The last caught Volla unprepared. As a manager, not a financier, he had looked closely at the company's balance sheet and hospital assets before signing on; he hadn't paid much attention to its charter or debt covenants. So he was in for some rude surprises. For example, the plan allowed AHM to get a line of working capital, secured by accounts receivable, of up to $10 million. That sounded good, Volla thought. But it was only later that he discovered that under the terms of the notes, any working capital the company got would be considered "excess cash flow" and earmarked to pay long-term debt -- completely defeating its purpose.

To make matters worse, there were balloon payments lurking a few years down the road. In 1995, for example, the company would have to pay off the entire senior series of notes, totaling $110 million. "Anybody who could do the projections would say, This company is not going to make that payment," says Rich McDonald, the company's assistant treasurer.

Clearly, AHM needed to pay down debt, fast -- and Volla did, paying $20 million in the first year with cash from asset sales and operations. But just as urgently, the company needed to restructure its balance sheet to get away from the painfully restrictive covenants and the impossible repayment schedule. So as early as July 1990, the company began to explore converting some debt to equity but initially found its options limited.

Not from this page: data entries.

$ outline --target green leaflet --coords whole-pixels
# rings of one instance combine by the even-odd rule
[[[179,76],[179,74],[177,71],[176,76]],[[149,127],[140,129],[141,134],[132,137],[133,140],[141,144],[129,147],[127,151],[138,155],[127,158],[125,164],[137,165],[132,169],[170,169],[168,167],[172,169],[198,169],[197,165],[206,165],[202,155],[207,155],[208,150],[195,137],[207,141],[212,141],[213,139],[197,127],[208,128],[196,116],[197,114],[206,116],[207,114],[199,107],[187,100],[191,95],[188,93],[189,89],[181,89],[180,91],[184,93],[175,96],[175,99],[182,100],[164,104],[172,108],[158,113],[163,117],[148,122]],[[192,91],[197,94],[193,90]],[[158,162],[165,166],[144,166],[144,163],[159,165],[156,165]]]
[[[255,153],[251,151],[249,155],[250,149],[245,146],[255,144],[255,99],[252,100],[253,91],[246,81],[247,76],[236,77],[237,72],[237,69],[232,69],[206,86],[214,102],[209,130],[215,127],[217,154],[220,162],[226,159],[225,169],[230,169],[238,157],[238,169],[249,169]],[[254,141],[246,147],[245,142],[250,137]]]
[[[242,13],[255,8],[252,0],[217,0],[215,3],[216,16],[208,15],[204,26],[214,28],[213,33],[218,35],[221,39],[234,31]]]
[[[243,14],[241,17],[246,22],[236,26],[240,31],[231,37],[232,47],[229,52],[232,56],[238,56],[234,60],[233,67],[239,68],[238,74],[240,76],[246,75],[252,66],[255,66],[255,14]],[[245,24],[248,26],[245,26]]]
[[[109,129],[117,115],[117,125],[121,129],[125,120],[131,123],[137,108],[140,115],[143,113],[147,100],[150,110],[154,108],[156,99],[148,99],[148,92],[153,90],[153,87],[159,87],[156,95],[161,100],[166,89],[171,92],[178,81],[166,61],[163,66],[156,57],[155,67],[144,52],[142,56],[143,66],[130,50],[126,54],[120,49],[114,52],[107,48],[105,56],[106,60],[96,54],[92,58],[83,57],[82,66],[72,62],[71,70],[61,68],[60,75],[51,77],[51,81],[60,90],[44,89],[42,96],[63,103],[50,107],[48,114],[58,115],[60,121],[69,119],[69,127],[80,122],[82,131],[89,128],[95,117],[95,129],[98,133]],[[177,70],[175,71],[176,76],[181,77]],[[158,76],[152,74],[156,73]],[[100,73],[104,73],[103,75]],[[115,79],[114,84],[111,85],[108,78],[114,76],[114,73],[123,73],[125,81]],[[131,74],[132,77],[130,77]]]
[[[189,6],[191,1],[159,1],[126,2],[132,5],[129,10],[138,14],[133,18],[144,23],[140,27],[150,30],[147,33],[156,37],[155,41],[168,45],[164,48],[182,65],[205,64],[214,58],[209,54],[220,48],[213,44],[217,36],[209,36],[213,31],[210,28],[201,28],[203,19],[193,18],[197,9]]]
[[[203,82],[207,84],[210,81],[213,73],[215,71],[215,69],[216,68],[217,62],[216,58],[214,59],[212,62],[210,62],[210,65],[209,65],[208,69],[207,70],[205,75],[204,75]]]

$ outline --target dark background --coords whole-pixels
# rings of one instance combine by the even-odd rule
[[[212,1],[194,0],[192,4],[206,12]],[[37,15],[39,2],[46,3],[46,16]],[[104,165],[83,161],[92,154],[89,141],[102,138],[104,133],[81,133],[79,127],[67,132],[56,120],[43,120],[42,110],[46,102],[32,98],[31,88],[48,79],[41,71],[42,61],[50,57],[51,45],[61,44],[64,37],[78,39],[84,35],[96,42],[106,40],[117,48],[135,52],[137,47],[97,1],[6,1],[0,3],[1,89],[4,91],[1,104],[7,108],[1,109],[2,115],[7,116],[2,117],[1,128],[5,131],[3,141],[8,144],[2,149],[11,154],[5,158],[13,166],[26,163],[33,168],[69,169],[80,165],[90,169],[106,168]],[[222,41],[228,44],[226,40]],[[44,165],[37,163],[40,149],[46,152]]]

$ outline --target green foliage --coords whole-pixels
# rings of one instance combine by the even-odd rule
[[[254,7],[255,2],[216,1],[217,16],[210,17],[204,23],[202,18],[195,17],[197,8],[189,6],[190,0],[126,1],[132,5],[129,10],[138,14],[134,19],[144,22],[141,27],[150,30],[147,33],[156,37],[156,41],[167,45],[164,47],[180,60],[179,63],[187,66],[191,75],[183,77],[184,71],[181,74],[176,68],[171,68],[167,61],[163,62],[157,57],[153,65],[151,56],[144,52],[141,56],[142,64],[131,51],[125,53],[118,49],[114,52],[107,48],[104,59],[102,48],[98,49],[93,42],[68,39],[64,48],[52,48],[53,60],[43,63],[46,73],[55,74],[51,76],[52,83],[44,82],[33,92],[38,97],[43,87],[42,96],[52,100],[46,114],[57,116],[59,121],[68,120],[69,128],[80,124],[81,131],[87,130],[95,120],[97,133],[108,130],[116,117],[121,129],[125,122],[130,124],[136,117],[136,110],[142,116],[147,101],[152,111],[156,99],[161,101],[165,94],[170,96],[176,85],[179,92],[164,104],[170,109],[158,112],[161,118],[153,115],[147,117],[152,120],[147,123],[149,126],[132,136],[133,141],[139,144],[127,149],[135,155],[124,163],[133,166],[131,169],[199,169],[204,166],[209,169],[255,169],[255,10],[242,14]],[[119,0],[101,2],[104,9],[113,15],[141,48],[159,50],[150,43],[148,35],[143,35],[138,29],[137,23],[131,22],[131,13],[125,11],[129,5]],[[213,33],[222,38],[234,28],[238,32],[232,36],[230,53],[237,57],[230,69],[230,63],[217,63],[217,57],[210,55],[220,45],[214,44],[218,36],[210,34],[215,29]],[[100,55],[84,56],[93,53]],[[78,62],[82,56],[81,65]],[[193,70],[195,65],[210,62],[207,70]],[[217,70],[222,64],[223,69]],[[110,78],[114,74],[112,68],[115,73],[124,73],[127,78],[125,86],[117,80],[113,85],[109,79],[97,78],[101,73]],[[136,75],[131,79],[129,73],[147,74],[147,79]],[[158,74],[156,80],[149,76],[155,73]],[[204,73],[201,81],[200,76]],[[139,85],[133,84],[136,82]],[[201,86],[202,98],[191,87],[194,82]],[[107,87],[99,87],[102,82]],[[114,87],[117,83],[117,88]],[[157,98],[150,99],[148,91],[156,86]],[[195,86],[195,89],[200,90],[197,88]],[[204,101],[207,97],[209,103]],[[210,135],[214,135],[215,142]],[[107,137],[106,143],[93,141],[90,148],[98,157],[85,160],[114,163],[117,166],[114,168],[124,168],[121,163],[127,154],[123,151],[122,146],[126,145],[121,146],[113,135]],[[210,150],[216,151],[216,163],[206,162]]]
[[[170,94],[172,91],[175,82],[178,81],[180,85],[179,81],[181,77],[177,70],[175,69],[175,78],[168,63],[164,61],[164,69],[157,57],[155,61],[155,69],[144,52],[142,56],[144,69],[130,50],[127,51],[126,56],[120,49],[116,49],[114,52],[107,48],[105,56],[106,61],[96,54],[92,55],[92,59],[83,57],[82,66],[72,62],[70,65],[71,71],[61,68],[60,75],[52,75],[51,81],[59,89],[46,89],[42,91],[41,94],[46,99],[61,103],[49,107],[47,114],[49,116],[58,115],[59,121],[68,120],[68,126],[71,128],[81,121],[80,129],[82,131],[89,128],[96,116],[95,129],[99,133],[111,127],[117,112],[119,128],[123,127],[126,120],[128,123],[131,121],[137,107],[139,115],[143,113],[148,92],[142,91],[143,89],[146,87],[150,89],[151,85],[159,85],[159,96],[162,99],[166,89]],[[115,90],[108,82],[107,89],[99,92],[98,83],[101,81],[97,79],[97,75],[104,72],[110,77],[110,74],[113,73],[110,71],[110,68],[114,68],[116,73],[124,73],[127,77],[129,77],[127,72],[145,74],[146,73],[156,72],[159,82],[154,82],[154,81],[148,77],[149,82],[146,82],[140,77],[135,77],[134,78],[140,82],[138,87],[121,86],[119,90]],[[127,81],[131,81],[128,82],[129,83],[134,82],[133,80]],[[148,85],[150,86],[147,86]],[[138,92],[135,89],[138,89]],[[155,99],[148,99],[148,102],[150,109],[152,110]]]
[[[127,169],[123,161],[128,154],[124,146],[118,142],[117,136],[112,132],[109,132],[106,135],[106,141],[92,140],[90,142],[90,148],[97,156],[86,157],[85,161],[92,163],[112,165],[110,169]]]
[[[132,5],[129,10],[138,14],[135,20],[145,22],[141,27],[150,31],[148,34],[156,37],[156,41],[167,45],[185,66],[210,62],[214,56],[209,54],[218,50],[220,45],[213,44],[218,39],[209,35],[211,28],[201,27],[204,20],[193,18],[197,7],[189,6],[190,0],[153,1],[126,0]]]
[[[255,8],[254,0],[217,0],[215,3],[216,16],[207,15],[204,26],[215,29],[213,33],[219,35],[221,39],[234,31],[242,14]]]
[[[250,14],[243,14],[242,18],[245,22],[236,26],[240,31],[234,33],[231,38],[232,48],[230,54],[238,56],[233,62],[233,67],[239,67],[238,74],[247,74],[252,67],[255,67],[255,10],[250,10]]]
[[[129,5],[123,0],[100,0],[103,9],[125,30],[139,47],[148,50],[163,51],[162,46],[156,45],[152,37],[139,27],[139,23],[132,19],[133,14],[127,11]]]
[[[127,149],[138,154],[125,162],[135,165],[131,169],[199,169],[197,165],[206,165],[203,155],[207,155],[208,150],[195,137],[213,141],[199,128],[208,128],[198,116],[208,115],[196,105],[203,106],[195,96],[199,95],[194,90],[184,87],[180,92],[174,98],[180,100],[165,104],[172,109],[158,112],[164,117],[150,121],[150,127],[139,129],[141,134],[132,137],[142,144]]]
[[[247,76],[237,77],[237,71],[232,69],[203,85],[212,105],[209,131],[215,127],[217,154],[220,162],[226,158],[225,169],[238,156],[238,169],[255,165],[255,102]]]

After AHM became profitable in 1991, Volla and his management team gave it another try. By then the company's prospects had improved enough that they thought they could persuade some bondholders to swap debt for equity. It took five months and a lot of salesmanship, but the company finally arranged a deal. On September 27, 1991, nine institutional bondholders swapped $42.8 million in long-term debt for 11.8 million shares of common stock. In one day Volla and his managers had reduced the company's debt load by 22%. And because the transaction was so clearly beneficial to the company, the addition of new stock did not significantly dilute AHM's stock price.